La Argentina cancelada y la máquina de hacer quilombo
¿Es posible encontrar la medida justa de las cosas en el multiverso global de la sobreinformación y las verdades de diseño? Un miércoles lleno de preguntas.
Frente a todo esto, el miércoles se me llenó de preguntas.
¿Será una novedad?
¿Será tan grande la ola?
¿Será la espuma que sube siempre cuando acontecimientos masivos, superpopulares e internacionales agitan los ardores de pasiones que mezclan los chorizos y la velocidad en un caldo siempre tóxico?

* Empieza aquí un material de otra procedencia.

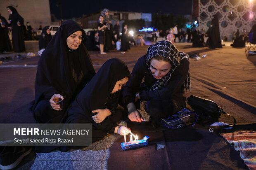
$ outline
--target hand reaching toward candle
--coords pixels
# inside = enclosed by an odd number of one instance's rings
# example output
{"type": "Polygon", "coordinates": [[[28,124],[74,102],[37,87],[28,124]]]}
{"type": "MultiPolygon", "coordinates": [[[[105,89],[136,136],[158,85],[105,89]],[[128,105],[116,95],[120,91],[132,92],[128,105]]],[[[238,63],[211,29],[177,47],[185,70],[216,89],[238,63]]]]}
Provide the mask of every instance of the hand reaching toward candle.
{"type": "Polygon", "coordinates": [[[132,121],[141,122],[144,121],[143,119],[140,116],[140,114],[136,109],[134,103],[131,102],[127,105],[129,114],[128,117],[132,121]]]}
{"type": "Polygon", "coordinates": [[[125,126],[116,126],[115,128],[115,133],[119,134],[121,135],[127,135],[130,132],[131,132],[130,129],[130,128],[127,128],[125,126]],[[125,134],[123,133],[125,133],[125,134]]]}
{"type": "Polygon", "coordinates": [[[97,113],[94,116],[92,116],[92,119],[97,123],[99,123],[103,121],[106,117],[111,114],[111,112],[108,109],[96,109],[92,110],[92,113],[97,113]]]}

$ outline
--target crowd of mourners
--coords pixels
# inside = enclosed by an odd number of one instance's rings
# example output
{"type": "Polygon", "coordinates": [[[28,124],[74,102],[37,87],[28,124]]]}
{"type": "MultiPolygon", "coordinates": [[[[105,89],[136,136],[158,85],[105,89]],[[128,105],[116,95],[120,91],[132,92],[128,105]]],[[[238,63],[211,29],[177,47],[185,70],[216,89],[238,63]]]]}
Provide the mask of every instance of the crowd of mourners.
{"type": "MultiPolygon", "coordinates": [[[[23,19],[13,7],[7,9],[9,17],[8,20],[0,18],[1,31],[6,31],[4,26],[10,24],[14,51],[24,51],[23,19]]],[[[95,50],[96,47],[101,54],[105,54],[114,49],[113,44],[116,49],[125,51],[130,49],[130,44],[145,44],[141,35],[136,40],[129,37],[132,36],[129,36],[126,24],[123,24],[121,35],[119,22],[113,26],[108,12],[107,9],[103,10],[97,31],[87,36],[81,25],[72,20],[62,23],[52,37],[49,28],[42,29],[39,46],[45,49],[38,62],[35,98],[31,107],[37,123],[91,123],[92,142],[109,133],[127,135],[130,129],[120,123],[123,120],[149,121],[157,128],[161,119],[185,107],[186,92],[191,88],[189,56],[174,44],[192,41],[193,46],[200,47],[198,43],[205,45],[202,39],[207,34],[210,48],[222,48],[215,16],[206,33],[178,31],[177,25],[164,34],[161,30],[153,32],[151,39],[156,42],[138,59],[131,73],[126,63],[117,58],[107,60],[96,73],[88,49],[95,50]],[[157,41],[161,37],[166,40],[157,41]],[[56,102],[59,100],[62,100],[63,107],[56,102]]],[[[11,48],[10,44],[7,45],[11,48]]],[[[38,152],[57,149],[66,151],[78,148],[0,147],[1,168],[15,168],[32,149],[38,152]],[[13,162],[5,161],[7,157],[13,158],[13,162]]]]}

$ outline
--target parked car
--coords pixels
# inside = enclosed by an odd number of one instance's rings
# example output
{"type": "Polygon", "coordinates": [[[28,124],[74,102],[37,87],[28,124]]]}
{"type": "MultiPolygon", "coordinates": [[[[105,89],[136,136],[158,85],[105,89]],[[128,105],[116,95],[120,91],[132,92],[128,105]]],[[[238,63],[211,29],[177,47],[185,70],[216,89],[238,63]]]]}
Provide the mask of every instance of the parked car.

Antes, cuando no veíamos la cantidad de cosas que vemos ahora, ¿no lo veíamos?
¿El consumo constante, compulsivo de tanta información, de la buena y de la mala, nos permite tomar real dimensión de las cosas o las termina sobredimensionando y, entonces, distorsionando, creando ficciones de la realidad?
¿Esta pulsión que nos empuja a usar las plataformas de expresión que tenemos 24/7 al alcance literal de nuestras manos, a pronunciarnos sobre todo –es lícito inscribir estas líneas en esa tendencia- y a zambullirnos en todas las reyertas que se nos cruzan por el camino (sufrimos el "miedo a perdernos algo" -FOMO, por la sigla en inglés-, incluso alguna buena pelea) termina cebando aquellas pasiones?

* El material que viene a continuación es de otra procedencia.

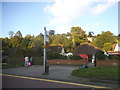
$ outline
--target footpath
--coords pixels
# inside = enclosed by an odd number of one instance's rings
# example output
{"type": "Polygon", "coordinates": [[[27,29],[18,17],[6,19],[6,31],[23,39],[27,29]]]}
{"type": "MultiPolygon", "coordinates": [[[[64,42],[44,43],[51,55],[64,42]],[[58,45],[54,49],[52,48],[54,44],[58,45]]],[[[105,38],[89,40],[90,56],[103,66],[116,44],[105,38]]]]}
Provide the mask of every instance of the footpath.
{"type": "Polygon", "coordinates": [[[104,86],[104,87],[110,87],[116,89],[120,87],[118,85],[118,81],[97,80],[97,79],[79,78],[79,77],[71,76],[72,70],[77,68],[80,68],[80,66],[50,65],[49,74],[43,75],[45,71],[43,65],[32,65],[29,67],[3,69],[2,73],[10,74],[10,75],[34,77],[34,78],[59,80],[66,82],[75,82],[75,83],[82,83],[89,85],[97,85],[97,86],[104,86]]]}

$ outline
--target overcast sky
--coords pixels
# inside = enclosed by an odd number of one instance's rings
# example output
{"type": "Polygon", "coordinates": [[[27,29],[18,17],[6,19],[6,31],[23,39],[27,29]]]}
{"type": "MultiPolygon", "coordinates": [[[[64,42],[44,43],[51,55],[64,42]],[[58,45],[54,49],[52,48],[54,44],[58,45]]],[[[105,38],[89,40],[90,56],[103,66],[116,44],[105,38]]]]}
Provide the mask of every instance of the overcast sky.
{"type": "Polygon", "coordinates": [[[88,34],[111,31],[118,35],[118,0],[47,0],[2,2],[2,37],[8,32],[38,35],[47,30],[62,34],[80,26],[88,34]]]}

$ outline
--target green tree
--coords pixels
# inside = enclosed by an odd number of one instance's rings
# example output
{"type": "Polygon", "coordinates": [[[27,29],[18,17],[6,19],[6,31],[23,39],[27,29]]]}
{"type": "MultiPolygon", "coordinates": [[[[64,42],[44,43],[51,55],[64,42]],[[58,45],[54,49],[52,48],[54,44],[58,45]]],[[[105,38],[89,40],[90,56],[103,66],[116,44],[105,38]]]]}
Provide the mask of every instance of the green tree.
{"type": "Polygon", "coordinates": [[[54,34],[55,34],[55,30],[50,30],[50,31],[49,31],[49,34],[50,34],[50,35],[54,35],[54,34]]]}
{"type": "Polygon", "coordinates": [[[15,33],[13,31],[9,31],[8,34],[10,35],[10,38],[12,38],[15,33]]]}
{"type": "Polygon", "coordinates": [[[18,36],[19,38],[22,38],[22,33],[20,31],[17,31],[15,36],[18,36]]]}
{"type": "Polygon", "coordinates": [[[89,33],[88,33],[88,37],[92,37],[94,35],[94,32],[92,32],[92,31],[90,31],[89,33]]]}

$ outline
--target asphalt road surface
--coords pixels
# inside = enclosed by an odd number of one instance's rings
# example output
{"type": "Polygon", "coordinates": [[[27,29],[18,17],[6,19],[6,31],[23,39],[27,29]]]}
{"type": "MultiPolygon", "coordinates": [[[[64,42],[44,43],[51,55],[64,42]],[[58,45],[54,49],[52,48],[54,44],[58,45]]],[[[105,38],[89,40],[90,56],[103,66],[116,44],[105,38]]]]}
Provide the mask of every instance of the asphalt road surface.
{"type": "Polygon", "coordinates": [[[89,88],[91,90],[95,87],[70,82],[3,75],[2,88],[89,88]]]}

¿Conspira para exaltar nuestros prejuicios y nuestras fobias, presas de la manipulación del algoritmo, que nos calienta la cabeza construyéndonos el mundo que queremos ver –los aliados y los enemigos que queremos tener-?
¿Sobrecarga y sobredramatiza nuestras discusiones?
¿Cava más hondo y arma hasta los dientes nuestras trincheras?
¿Convierte los sustratos donde antes se guarecían nuestras mayores miserias -esas cuya exposición reservábamos para las sobremesas de los asados, como detonaciones controladas que minimizaban los daños- en hechos sociales de altísimo poder destructivo y consecuencias impredecibles?
¿Son carne de esa máquina centrífuga de hacer quilombo y multiplicarlo al infinito, como parece demostrar la cancelación global de la Argentina, y terminan de darles a las escaramuzas entidad de conflictos políticos y hasta institucionales y diplomáticos, intelectuales, dirigentes políticos, funcionarios de gobierno, medios mundialmente reconocidos y hasta artistas candorosas como la superestrella española Rosalía, que se subió a la moto del odio sin querer queriendo y tuvo que salir a pedir perdooonnnn, acaso después de recordar que tiene sold out sus próximos shows en Argentina?
¿Cuál será, entonces, la verdadera medida de las cosas en este multiverso infernal de la sobreinformación y la ultraexposición?
¿Cómo podemos diferenciar la verdad de las infinitas construcciones de verdades de diseño o, en el mejor de los casos, de realidades aumentadas artificialmente?
O sea, ¿cómo hacemos para encontrar la medida justa de las cosas?